Strip mining is only practical when the ore body to be excavated is relatively near the surface. This type of mining uses some of the largest machines on earth, including bucket-wheel excavators which can move as much as 12,000 cubic feet of earth per hour. There are two forms of strip mining. The first, and more common one is area strip mining, which is used on fairly flat terrain, to extract deposits over a large area. Contour strip mining, usually used in hilly terrain, involves cutting terraces in mountainsides following the contour of the land.

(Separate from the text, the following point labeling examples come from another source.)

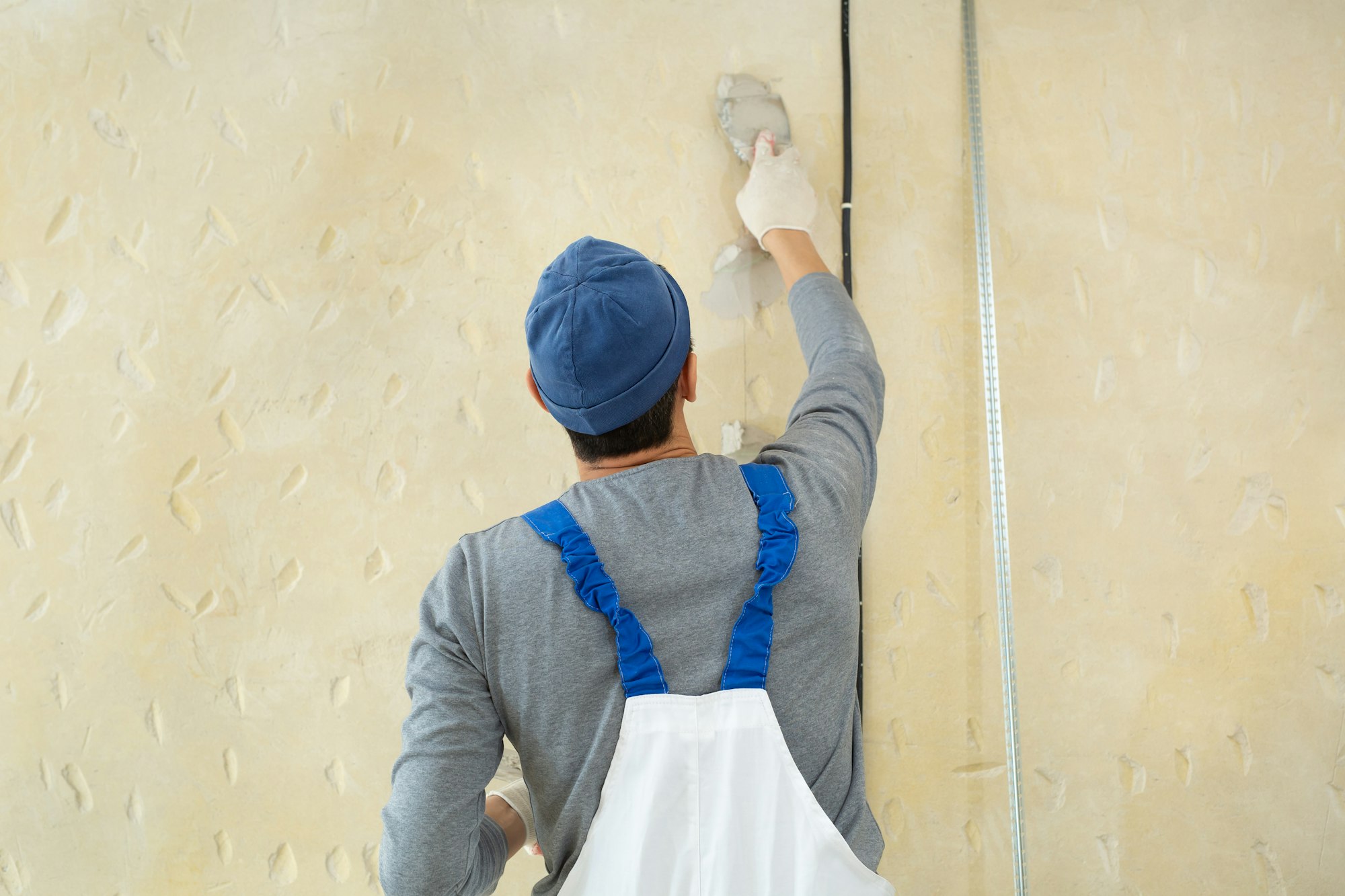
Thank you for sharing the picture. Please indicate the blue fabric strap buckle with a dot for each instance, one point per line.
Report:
(750, 647)
(641, 669)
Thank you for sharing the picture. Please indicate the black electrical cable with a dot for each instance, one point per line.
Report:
(845, 271)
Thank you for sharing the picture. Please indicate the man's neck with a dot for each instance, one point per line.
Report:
(680, 446)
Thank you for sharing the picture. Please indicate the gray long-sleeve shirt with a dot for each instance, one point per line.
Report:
(506, 646)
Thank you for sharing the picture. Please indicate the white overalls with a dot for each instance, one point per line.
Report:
(703, 795)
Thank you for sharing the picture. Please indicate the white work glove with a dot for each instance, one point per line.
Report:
(516, 794)
(778, 193)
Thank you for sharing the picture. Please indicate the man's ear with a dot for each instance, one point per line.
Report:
(537, 396)
(688, 377)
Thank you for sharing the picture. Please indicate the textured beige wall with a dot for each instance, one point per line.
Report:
(260, 345)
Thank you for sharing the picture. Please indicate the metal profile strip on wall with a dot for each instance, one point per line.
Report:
(995, 440)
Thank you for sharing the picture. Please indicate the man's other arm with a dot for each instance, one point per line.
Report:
(440, 834)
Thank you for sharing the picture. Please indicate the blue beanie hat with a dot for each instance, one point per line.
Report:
(607, 335)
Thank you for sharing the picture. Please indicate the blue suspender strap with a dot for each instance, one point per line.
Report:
(641, 670)
(750, 647)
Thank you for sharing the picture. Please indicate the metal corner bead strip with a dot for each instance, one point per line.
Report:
(995, 442)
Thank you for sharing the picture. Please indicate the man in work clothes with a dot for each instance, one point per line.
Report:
(506, 647)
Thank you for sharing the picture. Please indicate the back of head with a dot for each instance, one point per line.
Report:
(609, 331)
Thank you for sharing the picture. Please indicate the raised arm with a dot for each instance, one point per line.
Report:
(835, 423)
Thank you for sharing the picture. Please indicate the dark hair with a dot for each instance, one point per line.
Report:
(652, 428)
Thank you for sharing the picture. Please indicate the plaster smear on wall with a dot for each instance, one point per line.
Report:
(264, 270)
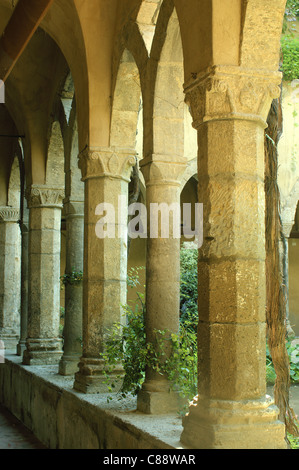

Among others, strip mining is used to extract the oil-impregnated sand in the Athabasca Tar Sands. It is also common in lignite mining.

Open-pit mining

For more details, see Open-pit mining
The El Chino mine located near Silver City, New Mexico is an open-pit copper mine

Open-pit mining refers to a method of extracting rock or minerals from the earth by their removal from an open pit or borrow. The term is used to differentiate this form of mining from extractive methods that require tunneling into the earth. Open-pit mines are used when deposits of commercially useful minerals or rock are found near the surface; that is, where the overburden (surface material covering the valuable deposit) is relatively thin or the material of interest is structurally unsuitable for tunneling (as would be the case for sand, cinder, and gravel). Where minerals occur deep below the surface—where the overburden is thick or the mineral occurs as veins in hard rock— underground mining methods are used to extract the valued material. Open-pit mines are typically enlarged until the mineral reserve is exhausted.

Mountaintop removal

Mountaintop removal (MTR) is a relatively new form of coal mining that involves the mass restructuring of earth in order to reach sediment as deep as 1,000 feet below the surface. Mountaintop removal requires that the targeted land be first clear-cut and then leveled by explosives.

Dredging

Dredging is a method often used to bring up underwater mineral deposits. Although dredging is usually employed to clear or enlarge waterways for boats, it can also recover significant amounts of underwater minerals relatively efficiently and cheaply.